05 Mar 2011

## Econometrics Bask

This is a geek question: I am working with a data set where we are trying to determine if more occurrences of something leads to a higher probability that another condition will occur. This calls for a logit model and that’s what we’re doing. These aren’t the numbers but they’re close:

Occurrences for a person *** % of people with condition
==================================

1 *** 68%
2 *** 71%
3 *** 74%
4 *** 77%
5 *** 81%

10 *** 85%
11 *** 85%
12 *** 85%

So in other words, if you look at all the people in the sample who only had occurrence of the independent variable, then 68% of them had the condition, and 32% didn’t have it. If you look at all the people who had two occurrences, then 71% had the condition and 29% didn’t. Etc.

So it looks like there is definitely an effect as we go from 1 through 8 or 9 of the occurrences, but then it plateaus and further occurrences don’t increase the % in the population who have the condition.

Any thoughts on this? Is there any justification for just running a logit with the data from 1 to 8 (or whatever) occurrences, coming up with the constant and the other coefficient, and then just not extrapolating beyond occurrences?

Or do you always have to include the whole data set, even though it seems throwing in the rest of the data points will swamp the effect and make it seem as if the marginal impact of occurrences is lower than it really is upfront?

Finally, is it better just to show the actual averages (as I’ve done hypothetically above) and use that to estimate the marginal impact of occurrences, from 1 to 8, etc.?

#### 9 Responses to “Econometrics Bask”

1. Daniel Kuehn says:

As for your last question – what is it that you’re looking at exactly? That would largely determine it.

Do the log of the occurence number, or some kind of polynomial – that will allow you to incorporate the plateau. Or even more fancy – to a local linear regression. I would not simply drop data.

2. hawk30 says:

If there’s a nonlinear relationship, include the squared term:

Y = B1 + B2X + B3X^2

Then, the marginal impact is nonconstant and varies with X.

3. Matt Flipago says:

Maybe I’m messing something, but why don’t you normalize the data. Simply make take the data and divide it by .85. Then once you do the regression rescale it. Only if it really has an upper bound less than 1, and marginal impact of occurrences.
As for averaging the data to have single points I don’t think I can give an answer there.

4. Captain_Freedom says:

It looks like your data follow a “sigmoid” probability function. A regular logit function, the one you want to use, is actually the inverse of a sigmoid function.

Sigmoid functions are functions whose initial increases rise modestly in relation to an independent variable (in your case it looks to be 3% increase with each occurrence), then the probability increases at a growing rate, hitting a maximum rate of increase (in your case it is 4% per occurrence from 4 to 5 occurrences), and then the rate of increase again falls back down, approaching zero, plateauing asymptotically to a maximum (in your case it is 85%).

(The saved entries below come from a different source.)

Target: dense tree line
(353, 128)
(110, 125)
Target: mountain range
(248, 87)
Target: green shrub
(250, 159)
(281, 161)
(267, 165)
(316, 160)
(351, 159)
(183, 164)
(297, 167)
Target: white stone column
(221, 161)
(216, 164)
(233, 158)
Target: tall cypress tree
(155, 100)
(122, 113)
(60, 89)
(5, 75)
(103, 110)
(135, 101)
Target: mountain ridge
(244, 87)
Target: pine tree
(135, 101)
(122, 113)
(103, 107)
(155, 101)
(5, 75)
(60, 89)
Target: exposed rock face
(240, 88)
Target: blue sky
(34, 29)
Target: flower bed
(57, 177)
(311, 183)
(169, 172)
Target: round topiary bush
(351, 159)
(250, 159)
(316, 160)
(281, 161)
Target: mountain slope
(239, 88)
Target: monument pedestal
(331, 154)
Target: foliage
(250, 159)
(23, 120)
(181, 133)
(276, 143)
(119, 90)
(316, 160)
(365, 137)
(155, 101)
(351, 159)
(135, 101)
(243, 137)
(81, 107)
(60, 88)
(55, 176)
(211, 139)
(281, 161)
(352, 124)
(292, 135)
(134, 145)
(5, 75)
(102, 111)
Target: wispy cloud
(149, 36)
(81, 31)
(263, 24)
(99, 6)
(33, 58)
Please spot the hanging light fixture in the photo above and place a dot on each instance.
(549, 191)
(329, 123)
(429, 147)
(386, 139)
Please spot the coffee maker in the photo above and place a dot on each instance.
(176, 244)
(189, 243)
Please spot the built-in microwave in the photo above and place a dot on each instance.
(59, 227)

If you visualize your data, it looks like an “S” letter shape. A logit function on the other hand has a “Z” letter shape. That means we should use sigmoid, which will be of the form P(occurrence) = 1/[1 + e^(-occurrence)]

If the probability plateaus at 10 occurrences, and remains at 85% beyond 10 occurrences, then a model that includes ALL data will get weaker and weaker in terms of being able to predict in the lower occurrences range. I would include data only up to the first time it hits 85%, since you don’t need to predict beyond that. There is no reason to include all of the 85%’s above that, because you will not be predicting beyond 10 or so occurrences, as you already know it will be 85%.

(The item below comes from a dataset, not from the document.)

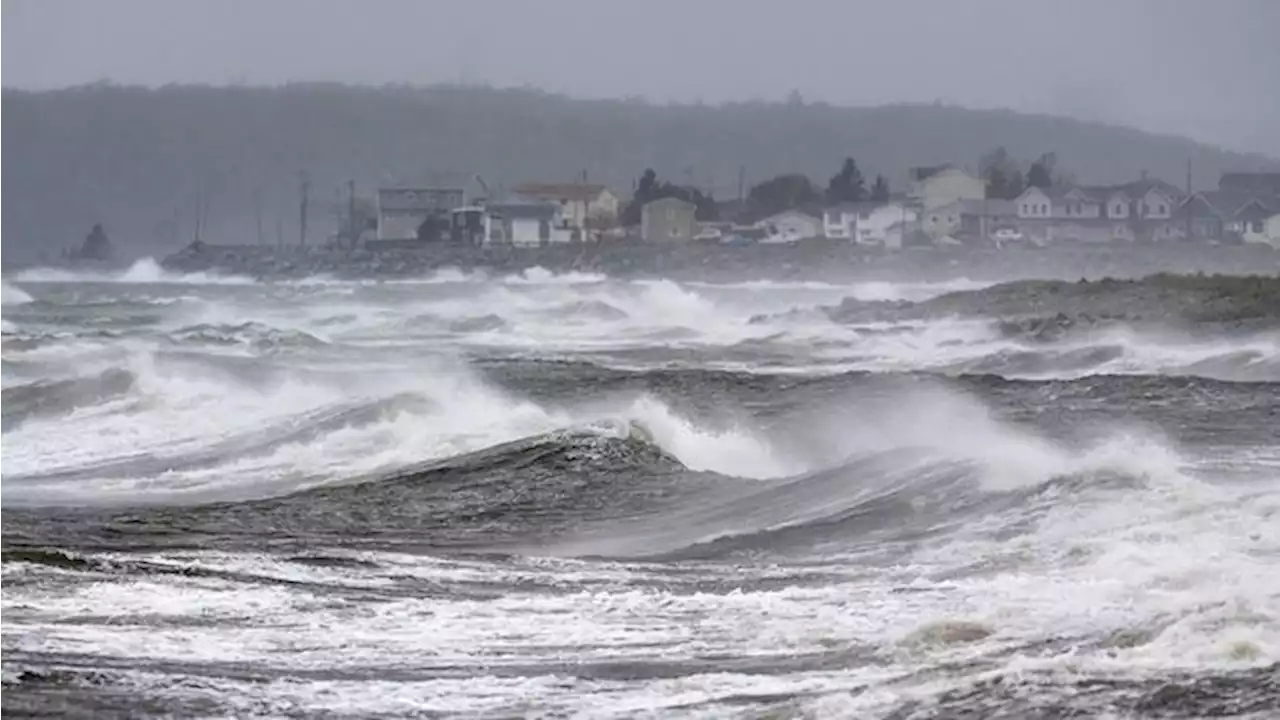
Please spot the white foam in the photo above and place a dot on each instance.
(141, 272)
(10, 295)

I agree with your intuition that including all data will swamp out the initial data and thus make your predictive model weaker. Imagine having data up to 1,000,000,000 occurrences. There is variability of probability only in the first 10 occurrences, and from 10 occurrences to 1 trillion occurrences, it remains at 85% probability. A fitted predictive sigmoid function that includes ALL the data will resemble a straight line with almost zero positive slope, something like the function P(occurrence) = 85% + 10^(-99) * (occurrence). The predicted probability implied here will result in close to 85% probability no matter what the number of occurrences are, because your function “thinks” that because you gave it so many examples of occurrences where the probability is 85%, then the 10 occurrences and below would be treated more like “outliers”, when that range is actually the most important range you want to analyze.

I think your last question is best answered once you have a fitted sigmoid regression model that fits the data.

5. RG says:

I’ll usually include the entire data set in the packet as an appendix.

6. Doc Merlin says:

Better to include the entire sample and add a squared term.
So you regress

Y=A*X1+B*X2+C*Z

where X2=X1^2
and Z=control

This will probably work if you want to use a logit model.

7. Doc Merlin says:

bah, forgot to include a constant term.

8. GSL says:

When modeling event counts I usually go with a negative binomial regression framework rather than a logit. On the other hand, if the distinctions in each level of the dependent variable are qualitatively meaningful, and you have a large sample, you might try ordered probit.

• Captain_Freedom says:

On the other hand, if the distinctions in each level of the dependent variable are qualitatively meaningful, and you have a large sample, you might try ordered probit.

Don’t think that would work, since in Murphy’s dataset, the probabilities are not mutually exclusive “bins”. They’re cumulative, i.e. overlapping. But then again, I could have no idea what I’m talking about.